Wilson, aparentemente canalizando el espíritu de 'proteger a los vulnerables, pero solo cuando es políticamente conveniente', pidió al gobierno que centrara su atención en el fraude y la corrupción. 'Tenemos personas que otorgan paquetes a personas cuando no deberían usarse, tenemos personas aprovechándose del sistema y sabemos que esto está siendo expuesto', dijo, en una frase que sugiere que ha estado tomando lecciones de gramática de un western espagueti.

Advirtió que el 'crecimiento masivo' en el esquema de discapacidad continúa, y las reformas del gobierno están poniendo a aquellos con paquetes de apoyo por discapacidad 'muy nerviosos sobre su futuro'. Porque nada dice 'nos importa' como decirle a los australianos más vulnerables que ellos son el problema, no los estafadores.

Mientras tanto, en un desarrollo separado pero igualmente alarmante, un experto ha advertido que la gripe aviar detectada en la cuenca Murray-Darling 'debería hacer sonar las alarmas'. Porque cuando se trata de una posible pandemia y un escándalo político, ¿por qué no añadir un poco de influenza aviar a la mezcla?
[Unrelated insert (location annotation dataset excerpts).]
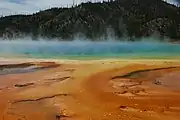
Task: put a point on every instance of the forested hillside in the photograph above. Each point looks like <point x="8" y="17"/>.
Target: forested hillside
<point x="97" y="21"/>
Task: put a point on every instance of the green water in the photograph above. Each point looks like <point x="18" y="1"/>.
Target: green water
<point x="87" y="50"/>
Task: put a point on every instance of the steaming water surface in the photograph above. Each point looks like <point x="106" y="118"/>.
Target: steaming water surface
<point x="87" y="49"/>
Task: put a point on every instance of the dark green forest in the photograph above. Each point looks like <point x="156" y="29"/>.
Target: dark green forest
<point x="97" y="21"/>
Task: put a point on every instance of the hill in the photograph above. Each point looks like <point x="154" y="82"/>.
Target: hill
<point x="97" y="21"/>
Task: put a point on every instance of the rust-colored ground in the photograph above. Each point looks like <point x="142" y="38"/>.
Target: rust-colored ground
<point x="93" y="90"/>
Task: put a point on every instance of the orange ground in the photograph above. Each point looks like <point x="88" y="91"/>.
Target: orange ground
<point x="98" y="90"/>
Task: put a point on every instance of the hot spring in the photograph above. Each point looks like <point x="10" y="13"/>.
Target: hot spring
<point x="79" y="49"/>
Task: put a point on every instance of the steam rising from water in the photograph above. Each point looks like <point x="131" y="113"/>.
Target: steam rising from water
<point x="78" y="49"/>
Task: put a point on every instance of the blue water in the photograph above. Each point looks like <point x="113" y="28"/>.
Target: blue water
<point x="87" y="49"/>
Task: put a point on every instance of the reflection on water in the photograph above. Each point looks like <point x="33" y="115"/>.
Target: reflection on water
<point x="55" y="49"/>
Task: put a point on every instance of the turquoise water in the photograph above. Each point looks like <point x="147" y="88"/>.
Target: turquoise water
<point x="89" y="50"/>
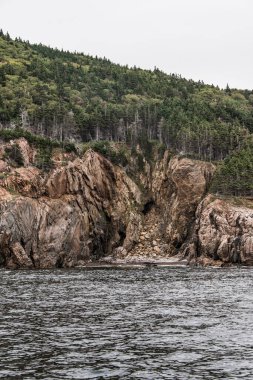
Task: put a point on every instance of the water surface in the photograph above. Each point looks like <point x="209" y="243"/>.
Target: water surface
<point x="170" y="323"/>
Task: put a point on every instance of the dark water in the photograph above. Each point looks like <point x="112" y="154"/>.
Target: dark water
<point x="137" y="324"/>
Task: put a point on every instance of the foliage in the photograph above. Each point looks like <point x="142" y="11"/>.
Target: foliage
<point x="234" y="175"/>
<point x="13" y="153"/>
<point x="52" y="97"/>
<point x="71" y="96"/>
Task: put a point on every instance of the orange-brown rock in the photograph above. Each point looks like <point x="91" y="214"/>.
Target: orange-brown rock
<point x="223" y="232"/>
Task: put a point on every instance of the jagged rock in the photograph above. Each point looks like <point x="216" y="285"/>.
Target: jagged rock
<point x="91" y="209"/>
<point x="223" y="232"/>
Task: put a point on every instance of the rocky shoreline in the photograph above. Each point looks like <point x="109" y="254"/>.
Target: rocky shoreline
<point x="86" y="211"/>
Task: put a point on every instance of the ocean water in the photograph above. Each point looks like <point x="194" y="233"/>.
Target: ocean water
<point x="158" y="323"/>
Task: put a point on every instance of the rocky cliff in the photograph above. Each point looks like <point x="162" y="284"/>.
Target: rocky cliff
<point x="89" y="210"/>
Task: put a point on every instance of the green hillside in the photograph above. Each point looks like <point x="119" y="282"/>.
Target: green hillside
<point x="71" y="96"/>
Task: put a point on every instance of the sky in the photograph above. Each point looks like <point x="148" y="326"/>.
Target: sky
<point x="209" y="40"/>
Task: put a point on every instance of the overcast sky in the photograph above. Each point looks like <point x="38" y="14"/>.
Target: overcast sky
<point x="210" y="40"/>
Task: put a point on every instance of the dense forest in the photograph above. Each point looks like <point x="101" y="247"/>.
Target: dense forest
<point x="72" y="97"/>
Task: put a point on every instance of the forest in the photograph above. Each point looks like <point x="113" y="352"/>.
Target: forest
<point x="73" y="97"/>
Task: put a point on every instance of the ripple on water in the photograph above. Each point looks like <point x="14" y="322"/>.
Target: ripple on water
<point x="137" y="324"/>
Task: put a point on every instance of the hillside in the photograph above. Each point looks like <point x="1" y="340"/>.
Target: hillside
<point x="75" y="97"/>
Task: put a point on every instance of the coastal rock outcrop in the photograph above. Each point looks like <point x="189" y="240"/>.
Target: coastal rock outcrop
<point x="223" y="234"/>
<point x="89" y="209"/>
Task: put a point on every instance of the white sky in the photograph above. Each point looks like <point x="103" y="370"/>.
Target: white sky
<point x="210" y="40"/>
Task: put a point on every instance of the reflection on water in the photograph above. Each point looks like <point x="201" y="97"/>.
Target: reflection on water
<point x="135" y="324"/>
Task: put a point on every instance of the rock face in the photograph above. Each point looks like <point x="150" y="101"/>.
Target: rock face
<point x="223" y="234"/>
<point x="81" y="212"/>
<point x="91" y="210"/>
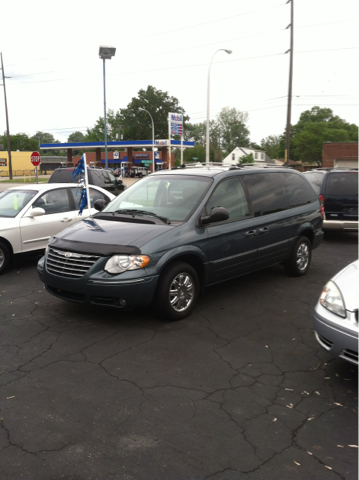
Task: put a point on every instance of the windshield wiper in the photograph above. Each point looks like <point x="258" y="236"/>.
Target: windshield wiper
<point x="134" y="212"/>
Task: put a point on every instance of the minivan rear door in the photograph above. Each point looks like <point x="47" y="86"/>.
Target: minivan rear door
<point x="341" y="196"/>
<point x="273" y="223"/>
<point x="231" y="246"/>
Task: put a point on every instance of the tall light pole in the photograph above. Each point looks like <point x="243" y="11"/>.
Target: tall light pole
<point x="289" y="106"/>
<point x="209" y="71"/>
<point x="106" y="53"/>
<point x="7" y="121"/>
<point x="153" y="137"/>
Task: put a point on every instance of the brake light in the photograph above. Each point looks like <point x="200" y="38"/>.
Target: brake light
<point x="321" y="198"/>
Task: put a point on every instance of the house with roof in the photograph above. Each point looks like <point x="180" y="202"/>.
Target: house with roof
<point x="235" y="156"/>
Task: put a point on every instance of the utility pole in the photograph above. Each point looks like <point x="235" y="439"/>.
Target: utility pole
<point x="7" y="120"/>
<point x="289" y="106"/>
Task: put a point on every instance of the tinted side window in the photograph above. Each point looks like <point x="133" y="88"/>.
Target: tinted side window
<point x="96" y="178"/>
<point x="316" y="180"/>
<point x="230" y="195"/>
<point x="54" y="201"/>
<point x="267" y="192"/>
<point x="111" y="177"/>
<point x="94" y="195"/>
<point x="342" y="183"/>
<point x="299" y="190"/>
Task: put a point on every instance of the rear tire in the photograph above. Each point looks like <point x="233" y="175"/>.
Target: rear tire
<point x="5" y="257"/>
<point x="177" y="291"/>
<point x="299" y="261"/>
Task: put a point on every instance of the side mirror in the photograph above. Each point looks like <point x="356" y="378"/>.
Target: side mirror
<point x="100" y="204"/>
<point x="218" y="214"/>
<point x="36" y="212"/>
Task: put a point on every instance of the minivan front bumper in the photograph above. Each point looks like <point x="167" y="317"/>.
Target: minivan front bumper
<point x="112" y="292"/>
<point x="340" y="225"/>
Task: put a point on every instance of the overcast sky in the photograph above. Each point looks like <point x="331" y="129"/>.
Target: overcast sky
<point x="50" y="49"/>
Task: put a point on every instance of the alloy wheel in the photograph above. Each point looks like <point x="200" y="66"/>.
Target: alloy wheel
<point x="302" y="256"/>
<point x="182" y="292"/>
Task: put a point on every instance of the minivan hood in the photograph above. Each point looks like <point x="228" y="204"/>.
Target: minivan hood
<point x="347" y="280"/>
<point x="104" y="237"/>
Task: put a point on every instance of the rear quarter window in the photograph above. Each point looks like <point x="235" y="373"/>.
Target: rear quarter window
<point x="61" y="175"/>
<point x="342" y="184"/>
<point x="316" y="180"/>
<point x="299" y="190"/>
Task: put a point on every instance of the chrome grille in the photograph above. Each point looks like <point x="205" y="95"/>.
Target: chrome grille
<point x="69" y="264"/>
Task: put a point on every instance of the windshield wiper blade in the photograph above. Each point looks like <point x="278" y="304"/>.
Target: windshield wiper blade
<point x="143" y="212"/>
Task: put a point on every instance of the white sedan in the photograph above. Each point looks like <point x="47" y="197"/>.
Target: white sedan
<point x="29" y="215"/>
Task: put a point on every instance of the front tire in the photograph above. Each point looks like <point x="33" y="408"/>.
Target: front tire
<point x="299" y="261"/>
<point x="5" y="257"/>
<point x="177" y="291"/>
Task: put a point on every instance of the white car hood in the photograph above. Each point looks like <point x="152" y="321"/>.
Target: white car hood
<point x="348" y="282"/>
<point x="8" y="223"/>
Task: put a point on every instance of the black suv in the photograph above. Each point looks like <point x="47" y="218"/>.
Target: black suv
<point x="176" y="231"/>
<point x="97" y="176"/>
<point x="338" y="190"/>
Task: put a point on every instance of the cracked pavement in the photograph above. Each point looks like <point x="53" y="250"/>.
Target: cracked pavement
<point x="239" y="390"/>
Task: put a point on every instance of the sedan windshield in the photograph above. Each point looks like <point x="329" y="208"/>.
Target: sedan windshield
<point x="173" y="197"/>
<point x="12" y="201"/>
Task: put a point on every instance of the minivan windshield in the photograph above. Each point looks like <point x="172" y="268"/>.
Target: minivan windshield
<point x="171" y="196"/>
<point x="13" y="201"/>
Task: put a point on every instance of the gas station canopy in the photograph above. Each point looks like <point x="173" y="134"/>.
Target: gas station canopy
<point x="117" y="144"/>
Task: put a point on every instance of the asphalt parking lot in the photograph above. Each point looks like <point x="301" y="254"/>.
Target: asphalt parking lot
<point x="239" y="390"/>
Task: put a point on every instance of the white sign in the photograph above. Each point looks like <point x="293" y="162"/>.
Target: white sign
<point x="176" y="118"/>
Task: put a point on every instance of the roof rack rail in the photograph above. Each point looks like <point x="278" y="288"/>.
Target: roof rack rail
<point x="265" y="165"/>
<point x="334" y="168"/>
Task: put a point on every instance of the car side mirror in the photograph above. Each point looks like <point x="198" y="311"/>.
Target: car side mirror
<point x="218" y="214"/>
<point x="36" y="212"/>
<point x="100" y="204"/>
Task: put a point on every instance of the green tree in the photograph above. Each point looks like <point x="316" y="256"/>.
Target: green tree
<point x="315" y="127"/>
<point x="136" y="125"/>
<point x="44" y="137"/>
<point x="247" y="158"/>
<point x="76" y="137"/>
<point x="270" y="145"/>
<point x="21" y="142"/>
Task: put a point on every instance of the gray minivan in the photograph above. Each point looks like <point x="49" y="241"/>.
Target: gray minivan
<point x="167" y="237"/>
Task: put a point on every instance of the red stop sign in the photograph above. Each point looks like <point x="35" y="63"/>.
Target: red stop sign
<point x="35" y="158"/>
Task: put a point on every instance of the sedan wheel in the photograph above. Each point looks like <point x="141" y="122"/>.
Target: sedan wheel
<point x="4" y="257"/>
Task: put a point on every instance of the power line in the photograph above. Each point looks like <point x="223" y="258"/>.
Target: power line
<point x="186" y="66"/>
<point x="212" y="21"/>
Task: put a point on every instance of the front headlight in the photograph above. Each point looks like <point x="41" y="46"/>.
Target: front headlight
<point x="122" y="263"/>
<point x="332" y="299"/>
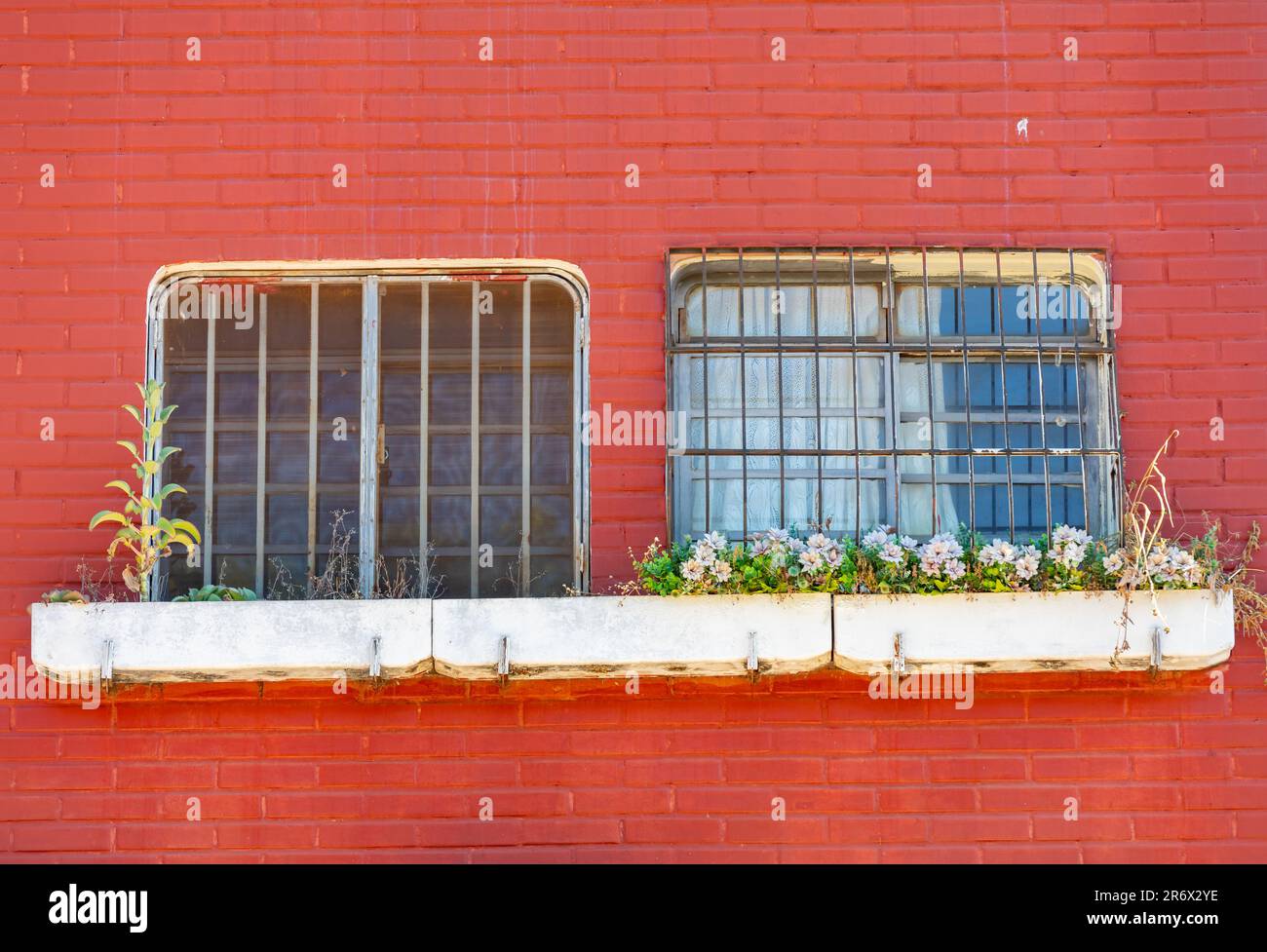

Es la forma australiana.

Así que, mientras la Coalición y el Partido Laborista negocian cambios al NDIS, una cosa es clara: los clientes están sudando, los defraudadores se están riendo, y los pájaros se están enfermando. Pero oye, al menos los políticos se están asegurando de que los niños estén protegidos de los anuncios, porque claramente ese es el problema más urgente de nuestro tiempo.